Even if we assume that defendant's interpretation of the italicized language is correct, we are convinced that any error incurred by the use of this instruction is harmless. The jury was given two general instructions regarding the State's burden of proving guilt beyond all reasonable doubt. In addition, it was informed of the elements of the crime of second-degree murder and told that the State must prove beyond all reasonable doubt the truth of each element. Finally, the first paragraph of instruction No. 182 quite *336clearly demonstrates that the "natural and probable consequences language" was merely intended to inform the jury of a pérmissible inference that could be drawn from evidence of the acts. Although we again wish to express our doubts as to the usefulness of any "natural and probable consequences" instruction, we find defendant was not prejudiced by the second paragraph of instruction No. 18.
Judgment affirmed.
Pearson, C.J., and Petrie, J., concur.
Reconsideration denied January 31,1979.
Review granted by Supreme Court April 20,1979.
Before this court had the opportunity to consider defendant's direct appeal, defendant filed a personal restraint petition pursuant to the provisions of RAP 16.3 et seq.
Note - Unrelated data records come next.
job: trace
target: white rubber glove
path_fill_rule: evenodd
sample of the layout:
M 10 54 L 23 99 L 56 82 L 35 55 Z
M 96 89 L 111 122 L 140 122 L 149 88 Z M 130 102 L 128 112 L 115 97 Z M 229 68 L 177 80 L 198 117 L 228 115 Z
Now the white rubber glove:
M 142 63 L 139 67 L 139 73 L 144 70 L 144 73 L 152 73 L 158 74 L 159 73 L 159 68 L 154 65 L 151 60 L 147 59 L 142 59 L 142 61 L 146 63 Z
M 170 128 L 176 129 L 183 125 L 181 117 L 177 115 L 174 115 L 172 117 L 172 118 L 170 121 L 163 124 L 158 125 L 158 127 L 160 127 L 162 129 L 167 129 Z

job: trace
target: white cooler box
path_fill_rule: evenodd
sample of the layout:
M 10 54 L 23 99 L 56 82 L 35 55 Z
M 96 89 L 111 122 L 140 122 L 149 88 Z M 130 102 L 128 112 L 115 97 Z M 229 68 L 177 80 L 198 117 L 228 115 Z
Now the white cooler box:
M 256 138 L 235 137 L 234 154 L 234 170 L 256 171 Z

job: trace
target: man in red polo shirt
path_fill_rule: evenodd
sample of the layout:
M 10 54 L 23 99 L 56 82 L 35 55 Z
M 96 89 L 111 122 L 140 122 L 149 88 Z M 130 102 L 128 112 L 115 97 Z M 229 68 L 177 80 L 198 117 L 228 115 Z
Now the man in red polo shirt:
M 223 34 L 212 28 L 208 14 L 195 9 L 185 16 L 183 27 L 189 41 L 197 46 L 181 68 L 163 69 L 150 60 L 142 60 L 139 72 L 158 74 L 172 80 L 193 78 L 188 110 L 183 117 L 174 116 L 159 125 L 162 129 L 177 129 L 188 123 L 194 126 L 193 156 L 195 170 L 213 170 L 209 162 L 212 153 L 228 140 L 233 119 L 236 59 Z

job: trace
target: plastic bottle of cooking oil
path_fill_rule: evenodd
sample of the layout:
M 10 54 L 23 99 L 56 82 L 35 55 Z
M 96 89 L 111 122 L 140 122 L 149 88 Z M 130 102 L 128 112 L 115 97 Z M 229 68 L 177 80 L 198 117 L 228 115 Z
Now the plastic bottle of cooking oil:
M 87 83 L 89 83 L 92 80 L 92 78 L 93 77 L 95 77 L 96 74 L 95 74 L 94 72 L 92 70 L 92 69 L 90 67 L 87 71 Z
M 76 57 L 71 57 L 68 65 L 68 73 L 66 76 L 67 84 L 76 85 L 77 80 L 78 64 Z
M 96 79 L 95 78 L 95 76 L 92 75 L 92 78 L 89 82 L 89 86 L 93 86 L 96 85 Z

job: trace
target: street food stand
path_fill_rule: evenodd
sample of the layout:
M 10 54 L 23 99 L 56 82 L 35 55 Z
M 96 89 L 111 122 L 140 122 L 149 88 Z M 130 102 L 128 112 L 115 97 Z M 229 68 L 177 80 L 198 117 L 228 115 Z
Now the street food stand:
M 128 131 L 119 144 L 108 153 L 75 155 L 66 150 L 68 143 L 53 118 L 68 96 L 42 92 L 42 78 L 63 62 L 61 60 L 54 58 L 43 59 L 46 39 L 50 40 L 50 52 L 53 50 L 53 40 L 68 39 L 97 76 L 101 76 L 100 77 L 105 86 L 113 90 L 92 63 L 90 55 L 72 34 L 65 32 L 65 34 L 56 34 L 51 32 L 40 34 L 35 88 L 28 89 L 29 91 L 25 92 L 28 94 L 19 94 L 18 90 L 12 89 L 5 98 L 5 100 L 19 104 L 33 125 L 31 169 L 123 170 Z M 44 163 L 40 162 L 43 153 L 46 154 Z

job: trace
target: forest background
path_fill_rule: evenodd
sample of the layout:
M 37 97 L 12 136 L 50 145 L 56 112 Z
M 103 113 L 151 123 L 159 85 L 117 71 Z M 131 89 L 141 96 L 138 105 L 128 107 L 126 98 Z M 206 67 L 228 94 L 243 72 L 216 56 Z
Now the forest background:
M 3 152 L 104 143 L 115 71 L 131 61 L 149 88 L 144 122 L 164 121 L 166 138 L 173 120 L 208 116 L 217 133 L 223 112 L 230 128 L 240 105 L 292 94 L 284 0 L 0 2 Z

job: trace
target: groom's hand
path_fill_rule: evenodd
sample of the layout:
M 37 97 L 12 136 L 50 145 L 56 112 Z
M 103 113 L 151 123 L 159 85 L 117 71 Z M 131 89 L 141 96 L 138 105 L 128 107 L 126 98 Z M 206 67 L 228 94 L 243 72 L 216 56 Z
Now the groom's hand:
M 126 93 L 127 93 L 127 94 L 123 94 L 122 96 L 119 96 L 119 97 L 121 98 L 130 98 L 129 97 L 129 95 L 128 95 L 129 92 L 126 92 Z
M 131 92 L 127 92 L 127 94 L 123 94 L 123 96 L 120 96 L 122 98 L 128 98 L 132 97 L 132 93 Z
For the convenience of the court and the parties, the two matters have been consolidated.
The first paragraph of instruction No. 18 states:
'The intent with which an act is done is a mental process and as such generally remains hidden within the mind where it is conceived and is rarely, if ever, susceptible of proof by direct evidence, but must be inferred or gathered from outward manifestations by the words or acts of the party entertaining them, and the facts or circumstances surrounding or attendant upon the act with which it is charged to be connected.”